You apply insight through real practice, trying new ways of communicating, setting boundaries, or staying present during vulnerability. Therapy becomes a safe place to experiment, reflect, and adjust, and over time you replace old survival patterns with more secure and connected ways of relating.

5

Integration and moving toward secure attachment

As healing integrates, you respond more consciously in relationships, recognize old patterns without being ruled by them, and rely on your capacity for self-soothing, repair, and healthy connection. Secure attachment becomes a lived experience rather than an abstract idea, and you approach relationships with more confidence, resilience, and self-worth.

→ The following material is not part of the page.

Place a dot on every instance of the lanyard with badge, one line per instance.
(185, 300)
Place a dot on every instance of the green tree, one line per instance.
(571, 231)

Find a therapist specializing in relational trauma

Choosing the right therapist matters. Each province in Canada has its own regulations, which is why working with a recognized professional can make a real difference in your care. Stellocare takes the uncertainty out of the process by listing only verified therapists you can trust.

The right therapist for you

No therapists found with these specialties in Ontario.

Try selecting a different province.

Practices and resources for healing relational trauma

Canadian relational trauma services

Specialized Public Programs (OHIP/MSP)

Women's College Hospital - Trauma Therapy Program (Toronto/Ontario)
This is widely considered the leading public program for relational trauma. They offer the "Women Recovering from Abuse Program (WRAP)" and mixed-gender groups that focus specifically on "Interpersonal" trauma—healing the ability to trust and relate to others after childhood or adult abuse.

Community Agencies (Non-Profit)

Moving Forward Family Services (National/BC)
A registered non-profit offering "low-barrier" counseling. They have a mandate to serve those with "Family Conflict" and relationship issues who cannot afford private therapy. They offer supervised counseling focused on breaking cycles of relational stress.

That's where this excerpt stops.